Irwin Kremen’s art spans more than a half century; he began making collage, sculpture and paintings in the 1960s while then in his early forties and a member of the Duke University faculty, acting as Director of its Graduate Program in Clinical Psychology. After a decade of practice, during which the work was seen only by his close circle of friends and family, his first public exhibition was organized by the Smithsonian Institution’s National Collection of Fine Arts in 1978. Since then his works have been acclaimed and exhibited almost exclusively by museums and other institutional settings in the US and internationally. The present exhibit of eleven collages will be Kremen’s first New York gallery show in over a decade; the works on view range from the late 1970s to 2015.

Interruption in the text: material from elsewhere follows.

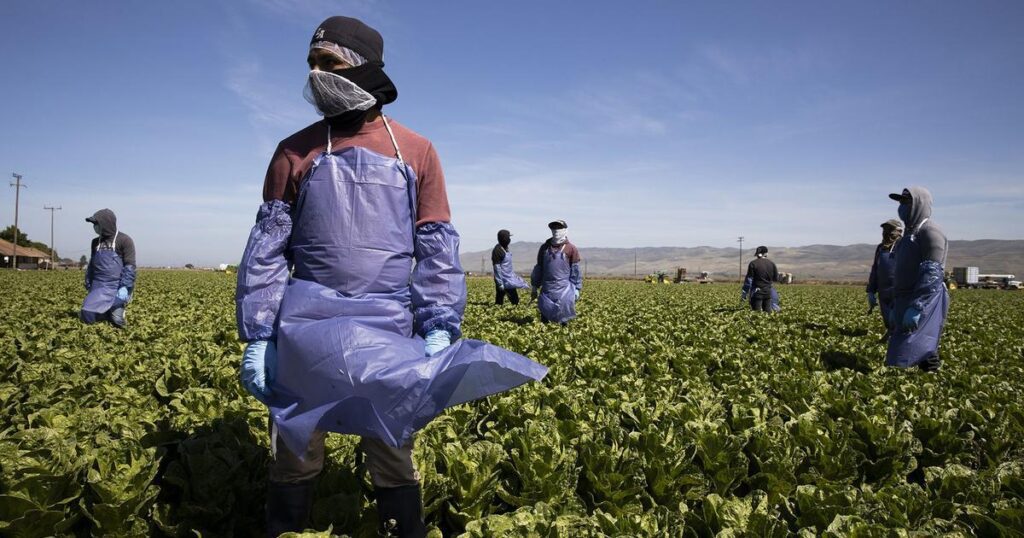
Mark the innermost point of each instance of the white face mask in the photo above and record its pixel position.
(334, 94)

During his extensive travels abroad and across America, Kremen would hunt for exceptional material perceptually of interest to him — weathered colors, unlikely textures, fragments of text — grungy scraps on walls, lamp posts, kiosks, or whatnot. With such compelling fragments and more, such as wasp-nest or art papers, he would compose non-representational, self-contained works without reference beyond themselves. However formal they be, these works can evoke a deep feeling of meaningfulness, itself beyond words.
In Kremen’s two-stage process, each collage once composed is then constructed via a delicate architecture of tiny Japanese paper hinges whereby fragments are attached to the pieces behind them. This allows the various elements a certain sculptural quality within the overall composition, and in retaining their distinct qualities without being flattened or altered by gluing, the overall collages possess a tactility and monumentality that transcends their small scale.
Irwin Kremen (b.1925, Chicago) lives and works in Durham, NC. Holding a PhD in Clinical Psychology from Harvard University, Kremen’s prior education included three years at Northwestern’s Medill School of Journalism; creative writing and studies in modern literature under the poet MC Richards at Black Mountain College; Psychology at the New School for Social Research. When Richards moved to New York City late in 1951, she introduced Kremen — he had already been living in Greenwich Village for some years — to John Cage, Merce Cunningham, and David Tudor, with whom he became lifelong friends. Cage’s 1953 score of his famous silent piece, 4’33” (the one in proportional notation) is dedicated to Kremen as is the so-called “Tacit” version, the first published one. An abbreviated list of Kremen’s public collections include: The Museum of Modern Art, NY; The National Gallery of Art, Washington, DC; The Art Institute of Chicago; Museum of Fine Arts, Boston; Philadelphia Museum of Art; Smithsonian American Art Museum, Washington, DC; Yale University Art Gallery, New Haven, CT; The Berkeley Art Museum and Pacific Film Archive, Berkeley, CA; Museum of Fine Arts, Houston; The Nasher Museum of Art at Duke University; and Black Mountain College Museum and Arts Center, Asheville, NC.